Маракулин, вспомнив о загранице, о том своем рае – Париже, очнулся.

Он стоял около какого-то забора, сплошь заклеенного объявлениями, и не мог признать, где, на какой улице стоит он. Из-за деревьев глядел шпиль Инженерного замка, но когда он пошел по забору и, как казалось ему, прямо на шпиль, шпиль вдруг пропал. А дальше он идти не решался, словно бы дальше и была его суббота, срок, час его.
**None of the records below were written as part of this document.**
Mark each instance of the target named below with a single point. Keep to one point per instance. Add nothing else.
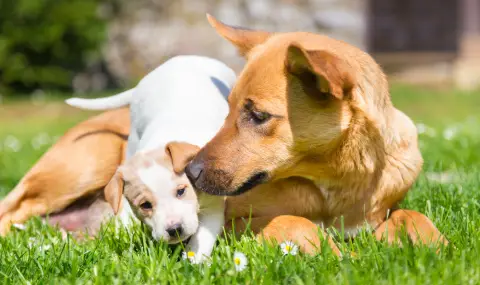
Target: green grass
(447, 192)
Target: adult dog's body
(80, 164)
(312, 129)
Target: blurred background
(85, 46)
(54, 49)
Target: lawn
(447, 191)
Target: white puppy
(182, 101)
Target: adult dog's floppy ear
(243, 39)
(320, 70)
(114, 191)
(181, 154)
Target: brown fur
(334, 145)
(79, 164)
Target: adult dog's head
(291, 108)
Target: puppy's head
(158, 191)
(291, 104)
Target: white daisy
(289, 247)
(188, 255)
(240, 261)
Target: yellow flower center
(237, 261)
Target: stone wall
(143, 34)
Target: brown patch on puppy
(181, 154)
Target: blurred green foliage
(43, 43)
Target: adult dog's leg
(27, 209)
(299, 230)
(417, 226)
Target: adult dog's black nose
(175, 230)
(194, 169)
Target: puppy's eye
(146, 206)
(181, 191)
(259, 117)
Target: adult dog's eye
(259, 117)
(181, 191)
(146, 206)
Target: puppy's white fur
(184, 100)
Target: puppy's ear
(243, 39)
(114, 191)
(319, 71)
(181, 154)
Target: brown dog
(312, 128)
(74, 169)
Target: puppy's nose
(175, 230)
(194, 169)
Повернул он обратно и опять увидел шпиль и смело пошел вдоль забора в противоположную сторону и шпиль долго держался перед глазами, но так же, как и в первый раз, вдруг пропал. А дальше он идти опять не решался, словно бы дальше и была его суббота, срок, час его. И он ходил по забору, следя за шпилем Инженерного замка, взад и вперед до положенной самому себе грани, в отчаянии и тоске смертельной.

Это беда его водила, беда метала с улицы на улицу, из переулка в переулок, отводила ему глаза, путала, это судьба его, которой не поперечишь и от которой не уйти.
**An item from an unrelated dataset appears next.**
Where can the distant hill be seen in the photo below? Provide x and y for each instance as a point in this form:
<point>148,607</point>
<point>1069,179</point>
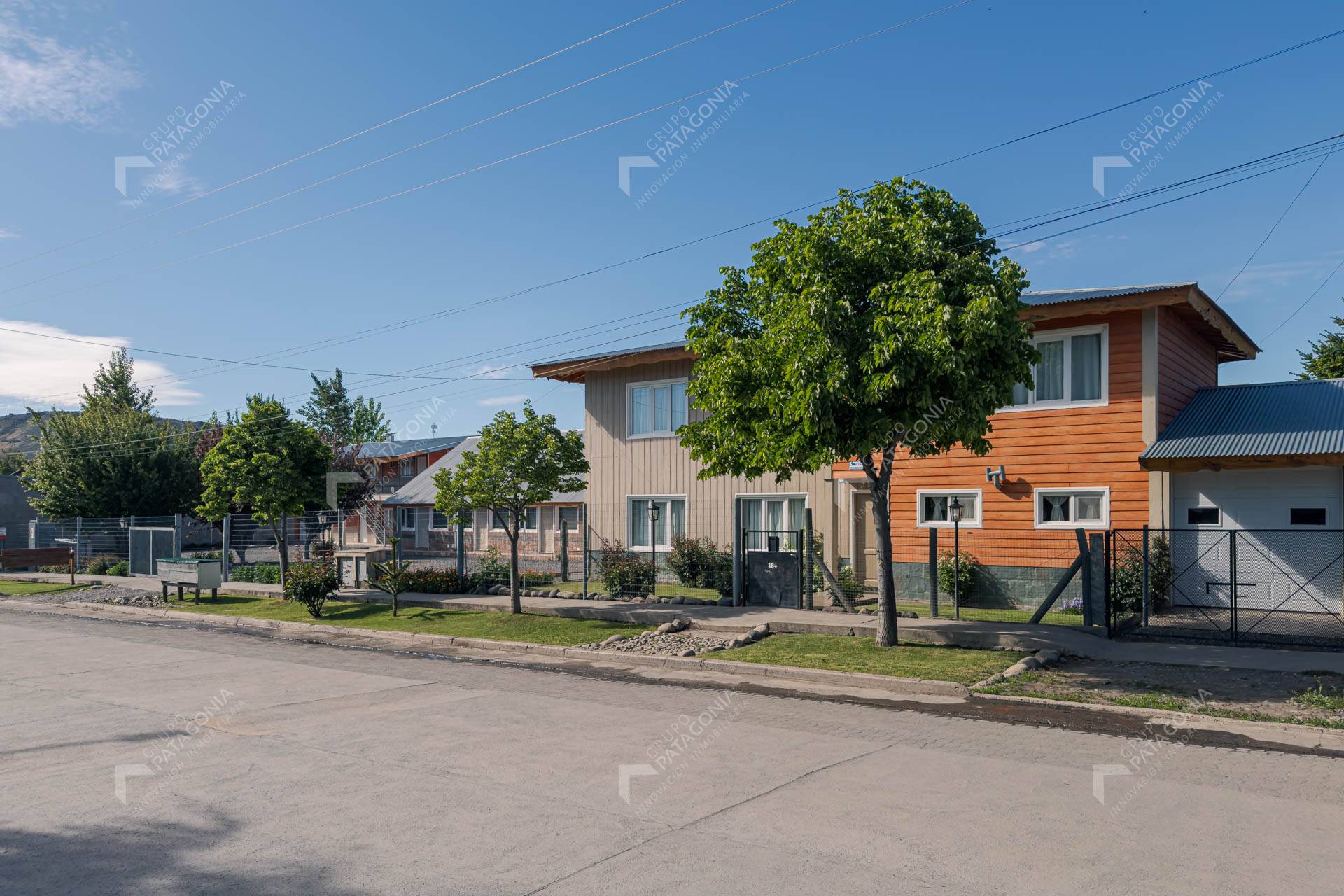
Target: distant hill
<point>19,434</point>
Тоска своей смертельностью и отчаяние своей тяжестью, наконец, утомили его, срок и час забылись, голова опустилась и еще крепкие ноги вывели его на дорогу: он шел по Инженерной, и переходил улицу к Михайловскому дворцу.
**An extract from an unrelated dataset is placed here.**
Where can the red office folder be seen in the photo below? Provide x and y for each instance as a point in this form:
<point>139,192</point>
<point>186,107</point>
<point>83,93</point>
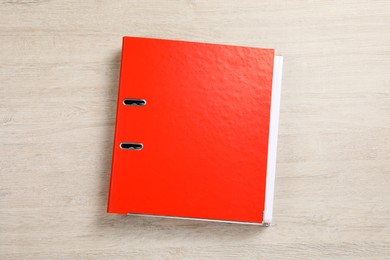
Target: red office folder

И вот какая-то старушонка рваная, сморщенная, слезящаяся вся, уцепилась ему за руку перевести ее через улицу. И хотя была такая маленькая – кости одни, вцепившись костлявыми пальцами и повиснув, как безногая, показалась ему такой тяжестью, едва до рельсов дошел. А когда переступил рельсы, тяжесть старушонки словно еще увеличилась, и уж как под трамвай не попал он, одному Богу известно: мчавшийся, без умолку звонивший трамвай, пролетел так близко, что жарко стало.

Бросив старушонку, пустился Маракулин бежать.

И, пламенея и леденея, бежал он к Нарвским воротам, от костлявой старушонки бежал, от срока своего бежал и почему-то к Нарвским воротам, куда-то под Нарвскую арку, где, как казалось ему, нет и не будет костлявой старушонки, где забудет он о сроке, о своем часе, о субботе.

Но почему-то дойдя до Гороховой, не пошел по Садовой, а повернул по Гороховой к Фонтанке.

На Фонтанке около Буркова дома в переулке ловили какую-то барышню, должно быть, – революционерка. Городовые оцепили переулок и проходу не было. Маракулин остановился.